Posted by Art Of Legend India [dot] Com On 10:41 PM
Summary: We examine some of the scientific causes of extreme weather and what it has done to our planet over the years.
The world at large, and especially UK, has been witnessing crazy weather in recent years. Extreme heat waves, with temperatures to all-time highs, occur alongside storms, and heavy rainfall. There have always been such extreme weather events. However, while such extreme events were a rarity in the past, they have started to recur very frequently now.
A major cause for the increasing recurrence of extreme weather is global warming. Global temperatures have risen 0.5°C (0.9°F) a year, on average, since 1970. This is primarily owing to the presence of greenhouse gases in the atmosphere.
The additional heat in the atmosphere has increased the incidence of extreme heat waves, and droughts.

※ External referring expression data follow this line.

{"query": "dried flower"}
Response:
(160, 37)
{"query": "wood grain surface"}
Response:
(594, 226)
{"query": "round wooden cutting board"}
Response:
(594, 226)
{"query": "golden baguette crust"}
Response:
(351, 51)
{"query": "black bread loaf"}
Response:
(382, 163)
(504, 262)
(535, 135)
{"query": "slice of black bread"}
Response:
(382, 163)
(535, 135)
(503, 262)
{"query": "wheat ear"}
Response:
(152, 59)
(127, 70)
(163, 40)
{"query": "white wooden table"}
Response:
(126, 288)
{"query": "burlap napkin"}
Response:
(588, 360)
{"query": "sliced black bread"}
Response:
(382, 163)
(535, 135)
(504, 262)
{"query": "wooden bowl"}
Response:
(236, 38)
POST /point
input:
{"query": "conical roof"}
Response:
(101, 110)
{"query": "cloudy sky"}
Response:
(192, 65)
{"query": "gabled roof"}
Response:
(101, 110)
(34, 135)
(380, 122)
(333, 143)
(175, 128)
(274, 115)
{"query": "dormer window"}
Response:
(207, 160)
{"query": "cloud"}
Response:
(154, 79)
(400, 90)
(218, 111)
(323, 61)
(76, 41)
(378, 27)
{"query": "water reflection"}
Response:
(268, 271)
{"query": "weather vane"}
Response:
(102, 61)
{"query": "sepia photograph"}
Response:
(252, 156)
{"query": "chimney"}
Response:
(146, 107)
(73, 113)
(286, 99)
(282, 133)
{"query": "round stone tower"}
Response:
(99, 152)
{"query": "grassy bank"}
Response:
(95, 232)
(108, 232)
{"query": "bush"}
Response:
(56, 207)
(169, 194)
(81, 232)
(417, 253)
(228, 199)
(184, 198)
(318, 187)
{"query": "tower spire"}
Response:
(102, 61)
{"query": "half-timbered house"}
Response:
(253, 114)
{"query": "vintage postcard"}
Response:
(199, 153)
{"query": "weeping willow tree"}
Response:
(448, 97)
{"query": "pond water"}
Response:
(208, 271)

The increasing temperature warms up the ocean more, and results in more moisture evaporating into the atmosphere. There is an increase of about four percent of moisture in the air now, compared to 1970. This causes heavy and intense rainfall, at times accompanied by flash floods. The extra water vapour in the atmosphere make hurricanes, typhoons, and other storms stronger, more buoyant, more powerful, and more long-lasting.
One big casualty of the soaring temperature is the Arctic ice melting. The Arctic is now the fastest warming area in the world, and this has reduced the difference in temperatures between the Arctic and the Tropics. The temperature difference between the Arctic and the tropics directs the jet stream, which has a significant impact on the UK weather. A low temperature difference means a weakened and slow moving jet stream, extending the period of cool, unsettled weather in the UK. It also causes intense heat waves in the summer.

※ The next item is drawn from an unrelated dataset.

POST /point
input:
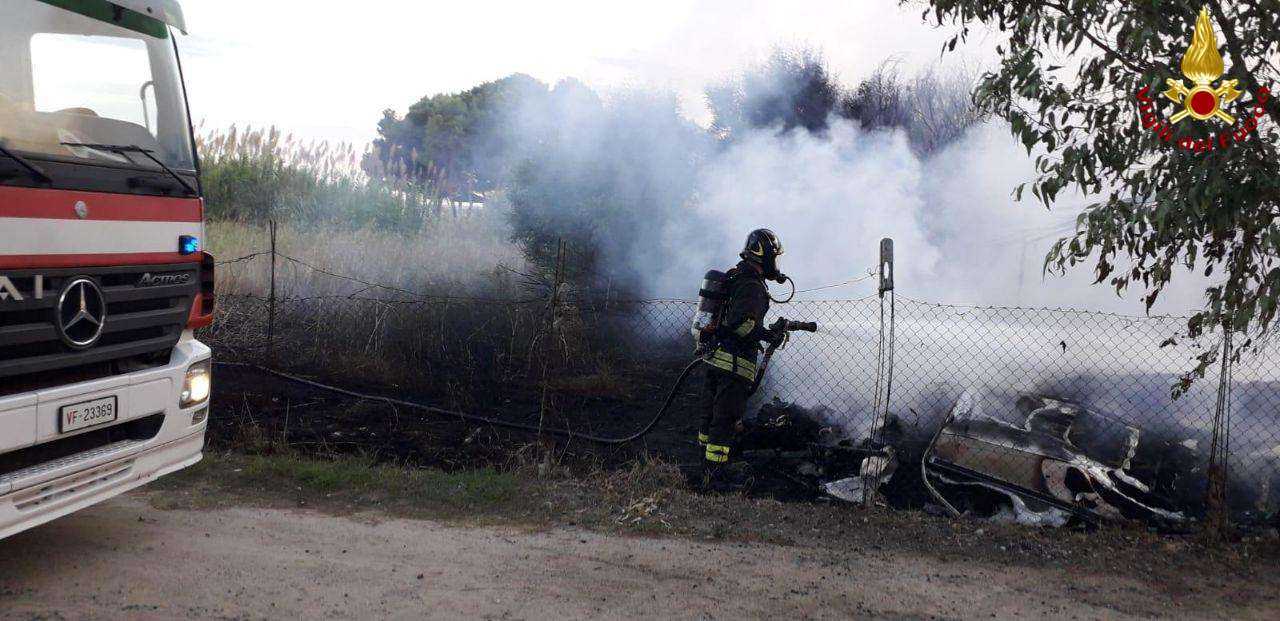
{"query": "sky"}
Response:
(325, 69)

With global warming showing no signs of abating, the extreme swings of the last few years, manifesting itself in instances, such as, the flash floods at the Calder valley and the intense heat waves, last year, could well become the norm.
Some weather scientists attribute the altered and weakened jet stream to weak solar activity, rather than global warming, or the melting of the arctic ice caps. They look back in history to the early 1800s, when a similar weak solar activity had caused extreme weather, similar to what is experienced now. However, no one knows for sure how exactly solar activity takes place, and there is much speculation involved.
Both the solar activity and the melting ice caps may well be working in tandem to deliver the crazy weather we are experiencing now.